BRIEF DESCRIPTION OF THE DRAWINGS
[0026] In the following, the present invention will be described in
more detail with reference to the embodiment illustrated in the
drawings, in which:
[0027] FIG. 1 is a side view of a self-tapping screw according to
the invention having a conical screw-in region;
[0028] FIG. 2 shows the screw of FIG. 1, viewed from the head;
[0029] FIG. 3 is a sectional detail view from the side of the
configuration of the thread of a screw according to the invention;
and
[0030] FIG. 4 is also a sectional view from the side of the detail
of an individual thread pitch of FIG. 3.
BEST WAY TO IMPLEMENT THE INVENTION
[0031] FIG. 1 shows a self-tapping screw 10 according to the
invention from the side. The screw 10 comprises a conventional head
12 with an outer force application 14 and an outer thread carrier
16 with an outer thread 18. The outer thread carrier 18 has a
conventional tapered end 20.
[0032] Here, however, the invention provides that a region K
between the end 20 and approximately the centre of the outer thread
18 is not cylindrical as is otherwise customary for screws, but is
slightly conical, this region running towards the end 20 at an
angle of 1.2.degree., i.e. the external diameter of the outer
thread carrier 16 decreases in this region towards the end 20. This
conical region K preferably extends over the screw-in region.
[0033] This screw-in region preferably corresponds to the thread
engagement.
[0034] FIG. 2 shows the screw of FIG. 1 viewed from the head.
[0035] FIG. 3 shows the detail X from FIG. 1. Here, the thread 18
according to the invention is shown in detail in a sectional view
in the conical screw-in region K along a plane through the
rotational axis of the outer thread carrier 16.

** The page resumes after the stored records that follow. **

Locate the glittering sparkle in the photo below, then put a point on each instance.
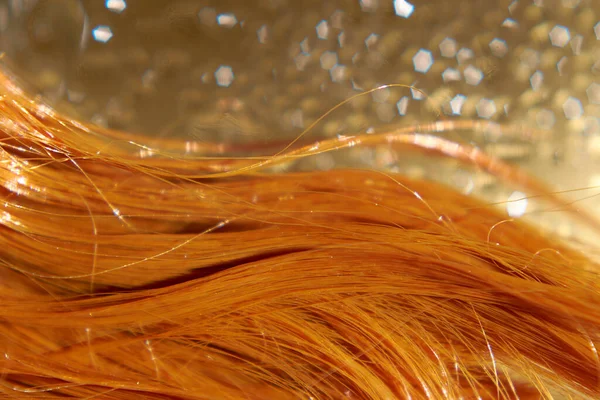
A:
(423, 61)
(403, 8)
(117, 6)
(224, 76)
(498, 47)
(227, 20)
(457, 103)
(322, 29)
(102, 33)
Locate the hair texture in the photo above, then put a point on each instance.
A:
(180, 277)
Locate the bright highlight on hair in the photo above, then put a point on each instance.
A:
(172, 277)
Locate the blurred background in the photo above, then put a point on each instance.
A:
(260, 72)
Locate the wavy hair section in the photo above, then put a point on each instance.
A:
(203, 278)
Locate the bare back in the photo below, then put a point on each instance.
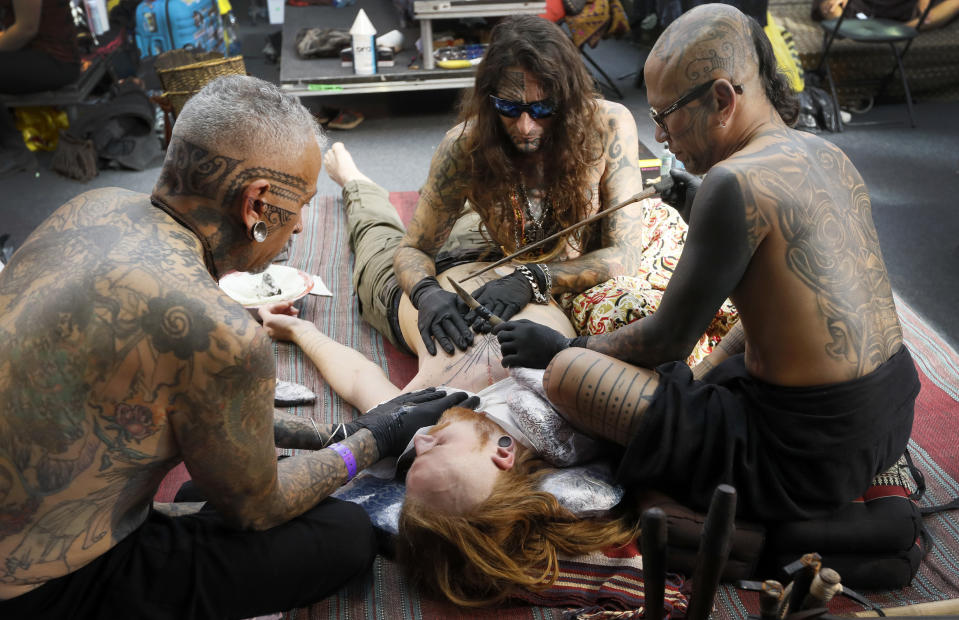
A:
(109, 325)
(480, 365)
(815, 299)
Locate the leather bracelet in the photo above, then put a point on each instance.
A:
(340, 427)
(579, 341)
(348, 459)
(538, 296)
(546, 282)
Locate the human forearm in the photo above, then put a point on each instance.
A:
(306, 479)
(349, 373)
(299, 432)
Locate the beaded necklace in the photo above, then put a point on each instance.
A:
(527, 226)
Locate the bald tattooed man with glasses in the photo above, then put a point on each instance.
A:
(811, 395)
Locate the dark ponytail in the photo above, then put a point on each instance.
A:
(774, 81)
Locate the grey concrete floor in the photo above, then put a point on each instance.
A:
(913, 173)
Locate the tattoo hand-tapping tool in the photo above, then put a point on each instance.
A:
(482, 310)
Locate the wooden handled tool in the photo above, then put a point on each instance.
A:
(646, 193)
(714, 547)
(482, 310)
(809, 566)
(653, 547)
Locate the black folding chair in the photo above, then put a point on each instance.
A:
(870, 30)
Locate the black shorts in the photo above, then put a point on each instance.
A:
(196, 567)
(791, 453)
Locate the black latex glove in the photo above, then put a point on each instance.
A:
(678, 190)
(503, 297)
(394, 423)
(528, 344)
(441, 317)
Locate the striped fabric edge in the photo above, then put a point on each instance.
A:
(939, 362)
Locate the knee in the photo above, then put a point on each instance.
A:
(347, 526)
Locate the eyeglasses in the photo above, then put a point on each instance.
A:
(514, 109)
(695, 93)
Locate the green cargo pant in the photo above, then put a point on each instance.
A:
(375, 231)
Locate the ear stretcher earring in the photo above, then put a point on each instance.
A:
(259, 231)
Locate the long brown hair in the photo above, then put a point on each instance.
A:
(509, 541)
(571, 146)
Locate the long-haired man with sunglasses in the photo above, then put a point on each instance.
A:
(811, 396)
(536, 150)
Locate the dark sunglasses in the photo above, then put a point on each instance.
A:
(513, 109)
(695, 93)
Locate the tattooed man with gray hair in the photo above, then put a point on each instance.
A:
(811, 396)
(120, 358)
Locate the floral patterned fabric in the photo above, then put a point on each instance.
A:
(624, 299)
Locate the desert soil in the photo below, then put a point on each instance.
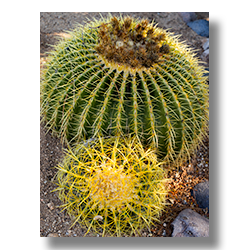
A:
(53, 222)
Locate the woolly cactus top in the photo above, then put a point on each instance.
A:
(130, 44)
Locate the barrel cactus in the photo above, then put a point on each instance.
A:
(112, 186)
(120, 76)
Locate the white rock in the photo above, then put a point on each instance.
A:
(190, 224)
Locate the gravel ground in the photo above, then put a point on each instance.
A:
(54, 223)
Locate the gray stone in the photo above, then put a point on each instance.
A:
(201, 27)
(190, 224)
(205, 56)
(187, 16)
(201, 194)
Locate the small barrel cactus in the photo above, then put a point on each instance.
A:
(113, 185)
(126, 76)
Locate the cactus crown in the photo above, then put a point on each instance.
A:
(113, 184)
(135, 45)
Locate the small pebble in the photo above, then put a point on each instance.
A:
(50, 205)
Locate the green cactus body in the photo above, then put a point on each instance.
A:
(126, 77)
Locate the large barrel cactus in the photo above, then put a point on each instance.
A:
(126, 76)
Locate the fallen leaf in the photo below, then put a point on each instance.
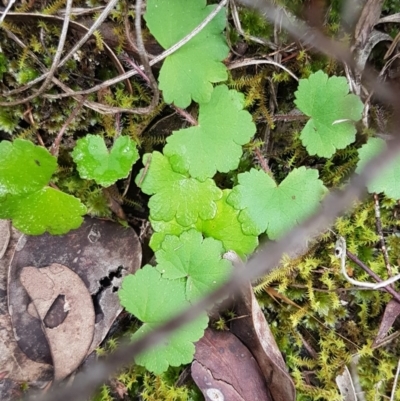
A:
(345, 385)
(100, 252)
(224, 369)
(4, 236)
(253, 330)
(15, 366)
(45, 286)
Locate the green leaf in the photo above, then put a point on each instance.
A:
(197, 260)
(24, 167)
(176, 195)
(3, 65)
(44, 210)
(154, 300)
(188, 73)
(163, 228)
(226, 227)
(215, 144)
(95, 162)
(332, 110)
(388, 180)
(274, 209)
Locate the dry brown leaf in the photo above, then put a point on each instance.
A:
(224, 369)
(15, 366)
(392, 311)
(70, 339)
(4, 236)
(253, 330)
(100, 252)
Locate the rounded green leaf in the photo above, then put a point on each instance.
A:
(226, 228)
(44, 210)
(176, 195)
(95, 162)
(388, 180)
(24, 167)
(199, 261)
(333, 112)
(216, 143)
(190, 71)
(153, 300)
(274, 209)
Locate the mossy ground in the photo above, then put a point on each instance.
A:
(321, 323)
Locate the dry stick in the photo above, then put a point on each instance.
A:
(262, 161)
(268, 257)
(88, 34)
(143, 58)
(264, 261)
(9, 5)
(156, 60)
(378, 223)
(388, 289)
(56, 144)
(54, 65)
(238, 26)
(396, 378)
(186, 115)
(246, 62)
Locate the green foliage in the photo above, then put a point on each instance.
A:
(332, 110)
(195, 259)
(204, 193)
(215, 144)
(44, 210)
(176, 195)
(26, 75)
(226, 228)
(25, 167)
(154, 305)
(274, 209)
(189, 72)
(95, 162)
(24, 198)
(388, 180)
(3, 65)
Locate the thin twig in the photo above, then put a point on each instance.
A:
(186, 115)
(340, 251)
(238, 26)
(156, 60)
(263, 262)
(56, 144)
(262, 161)
(396, 378)
(143, 58)
(378, 223)
(54, 64)
(246, 62)
(8, 8)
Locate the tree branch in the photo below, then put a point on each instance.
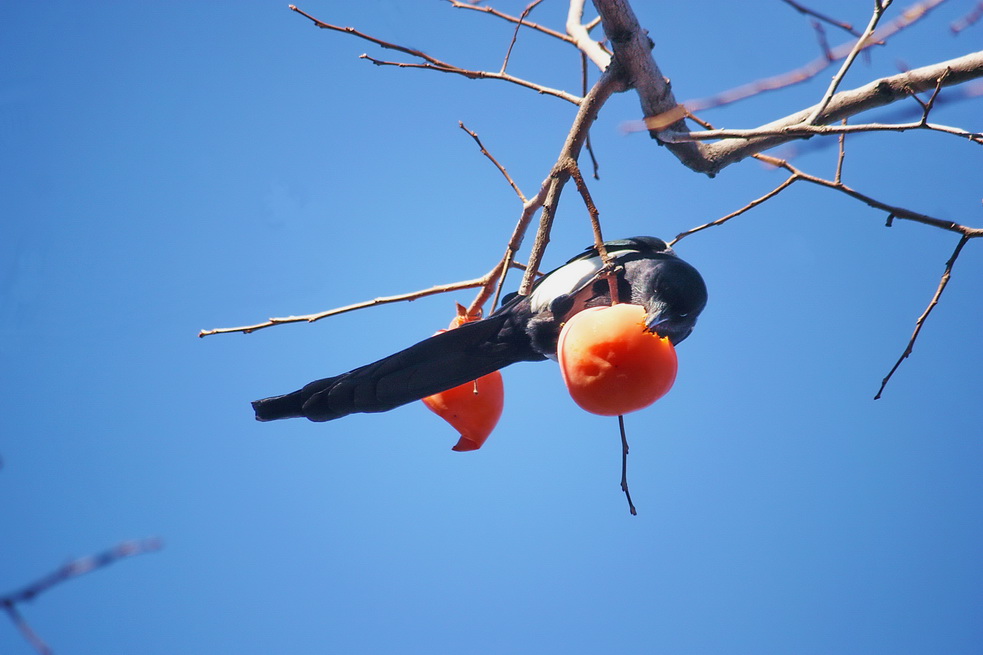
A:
(928, 310)
(432, 63)
(72, 569)
(712, 158)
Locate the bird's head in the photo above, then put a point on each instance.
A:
(675, 296)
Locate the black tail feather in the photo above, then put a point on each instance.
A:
(431, 366)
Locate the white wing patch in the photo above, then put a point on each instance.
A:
(563, 281)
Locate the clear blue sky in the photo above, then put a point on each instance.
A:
(168, 167)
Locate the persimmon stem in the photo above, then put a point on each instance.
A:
(624, 464)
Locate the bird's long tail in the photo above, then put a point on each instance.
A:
(441, 362)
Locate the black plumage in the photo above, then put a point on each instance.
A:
(524, 328)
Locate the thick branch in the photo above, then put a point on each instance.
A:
(714, 157)
(633, 52)
(610, 82)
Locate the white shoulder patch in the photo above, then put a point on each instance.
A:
(563, 281)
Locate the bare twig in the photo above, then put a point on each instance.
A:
(865, 40)
(801, 74)
(310, 318)
(711, 158)
(841, 155)
(928, 310)
(624, 465)
(484, 151)
(513, 19)
(804, 130)
(734, 214)
(72, 569)
(826, 19)
(589, 146)
(580, 36)
(432, 63)
(515, 34)
(595, 222)
(610, 82)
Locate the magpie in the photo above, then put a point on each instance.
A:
(523, 328)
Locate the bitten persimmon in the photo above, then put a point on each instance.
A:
(611, 363)
(472, 408)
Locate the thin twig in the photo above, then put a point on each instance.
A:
(310, 318)
(624, 464)
(826, 19)
(865, 40)
(484, 151)
(609, 269)
(513, 19)
(805, 131)
(515, 33)
(809, 70)
(610, 82)
(751, 205)
(580, 35)
(72, 569)
(928, 310)
(841, 155)
(432, 63)
(583, 91)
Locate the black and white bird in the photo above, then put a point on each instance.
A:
(524, 328)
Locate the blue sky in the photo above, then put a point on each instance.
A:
(169, 167)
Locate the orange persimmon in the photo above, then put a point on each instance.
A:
(611, 363)
(472, 408)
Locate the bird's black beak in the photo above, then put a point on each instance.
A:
(670, 327)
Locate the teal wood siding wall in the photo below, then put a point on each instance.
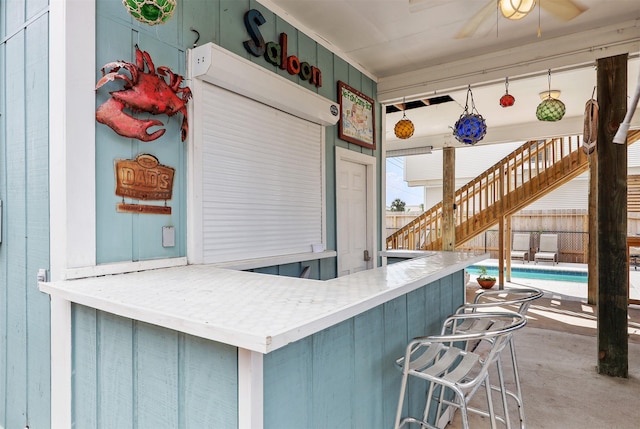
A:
(24, 192)
(124, 237)
(344, 376)
(129, 374)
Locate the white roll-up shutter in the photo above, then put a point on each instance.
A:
(262, 179)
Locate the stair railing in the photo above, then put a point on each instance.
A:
(530, 171)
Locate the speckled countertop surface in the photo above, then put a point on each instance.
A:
(259, 312)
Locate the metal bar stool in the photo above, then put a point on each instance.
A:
(454, 371)
(513, 299)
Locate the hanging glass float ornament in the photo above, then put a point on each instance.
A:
(404, 127)
(507, 100)
(551, 109)
(471, 127)
(150, 12)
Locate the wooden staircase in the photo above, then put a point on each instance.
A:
(525, 175)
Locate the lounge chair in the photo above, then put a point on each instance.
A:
(548, 250)
(520, 248)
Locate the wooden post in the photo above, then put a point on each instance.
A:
(507, 248)
(501, 253)
(448, 193)
(613, 265)
(592, 254)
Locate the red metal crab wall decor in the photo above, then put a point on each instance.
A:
(143, 92)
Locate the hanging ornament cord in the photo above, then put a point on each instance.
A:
(539, 27)
(549, 83)
(473, 104)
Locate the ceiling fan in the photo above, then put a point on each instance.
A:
(564, 10)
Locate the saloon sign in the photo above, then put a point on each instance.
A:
(276, 53)
(143, 178)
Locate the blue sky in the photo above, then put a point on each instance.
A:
(397, 187)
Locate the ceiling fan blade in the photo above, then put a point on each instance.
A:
(474, 23)
(565, 10)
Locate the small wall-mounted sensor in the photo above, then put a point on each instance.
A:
(168, 236)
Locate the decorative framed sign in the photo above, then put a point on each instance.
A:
(357, 118)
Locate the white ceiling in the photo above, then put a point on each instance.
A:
(413, 53)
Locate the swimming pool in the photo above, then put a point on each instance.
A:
(535, 273)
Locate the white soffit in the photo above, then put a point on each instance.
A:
(223, 68)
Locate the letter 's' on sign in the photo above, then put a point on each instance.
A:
(276, 52)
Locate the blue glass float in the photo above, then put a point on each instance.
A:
(471, 127)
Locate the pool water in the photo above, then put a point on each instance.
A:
(531, 273)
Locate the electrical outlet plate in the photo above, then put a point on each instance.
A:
(168, 236)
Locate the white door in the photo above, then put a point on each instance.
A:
(356, 228)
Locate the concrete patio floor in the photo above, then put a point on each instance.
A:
(557, 358)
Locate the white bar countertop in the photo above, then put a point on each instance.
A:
(258, 312)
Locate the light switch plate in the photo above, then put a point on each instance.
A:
(168, 236)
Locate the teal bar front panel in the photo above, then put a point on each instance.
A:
(25, 388)
(344, 376)
(129, 374)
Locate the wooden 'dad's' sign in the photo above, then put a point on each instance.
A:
(143, 178)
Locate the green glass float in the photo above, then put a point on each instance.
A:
(150, 12)
(550, 110)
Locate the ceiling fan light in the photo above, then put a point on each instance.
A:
(516, 9)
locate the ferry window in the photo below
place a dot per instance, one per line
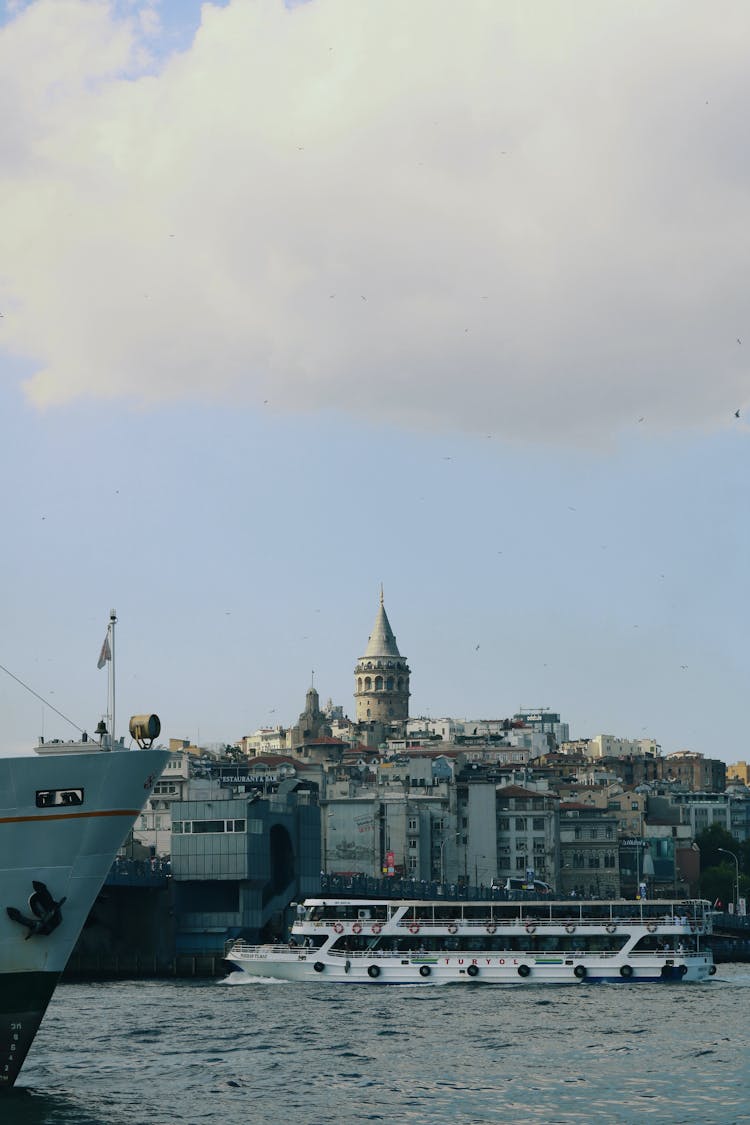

[0036] The individual cut thread pitches 22 are shown in detail
here. The detail also extends like FIG. 1, i.e. the end 20 of the
screw 10 is arranged on the right-hand side while the head 12 would
be positioned on the left.
[0037] As shown in FIG. 3, the screw 10 according to the invention
has in the conical screw-in region K thread pitches 22 which become
narrower or slimmer as the external diameter of the outer thread 18
increases. For this purpose, in the illustrated embodiment, the
angle between the two flanks 24, 26 of the thread pitch 22
decreases from revolution to revolution. This figure shows the
decrease from 60.degree. through 59.5.degree. for the thread pitch
closest to the head side, to 59.degree. and finally to
58.5.degree.. In the same way, the angle between the two flanks 24,
26 decreases further by 0.5.degree. in each case per revolution
towards the head. The corresponding decrease ends and the thread
pitches then have a width which remains constant or a flank angle
which remains constant as soon as the sloping region K ends and
merges into the conventional cylindrical screw thread. To further
increase the pullout resistance of the illustrated self-tapping
screw 10 according to the invention, the thread pitches 22
illustrated here are not provided on their outer end with a rounded
or angular tip, but they merge into a narrower and steeper nose 28,
as shown in greater detail in FIG. 4.
[0038] This nose 28 then has between its two flanks 30 and 32 an
angle which corresponds to only half the angle between the flanks
24 and 26.
[0039] The advantage of the invention described above is seen in
the feasibility of an unchanging flank engagement in conically
moulded holes and when required, by the additional flank prominence
28 in the achievement of a further increase in the pull-out
strength.
[0040] The self-tapping screw according to the invention makes it
possible to implement screw-in depths of any size, so that it is
also possible to use this screw in very highly stressed
applications which have hitherto been unsuitable for the
self-tapping screws of the prior art due to their unsatisfactory
performance. An example of this would be the cylinder head screw
connection in engines.
[0041] According to the invention, a self-tapping screw which is
otherwise always formed cylindrically is adapted in the angular
path of its outer thread to the shape of the moulded hole and thus
an optimum engagement of the thread is achieved in moulded holes
which are inevitably always conical.
* * * * *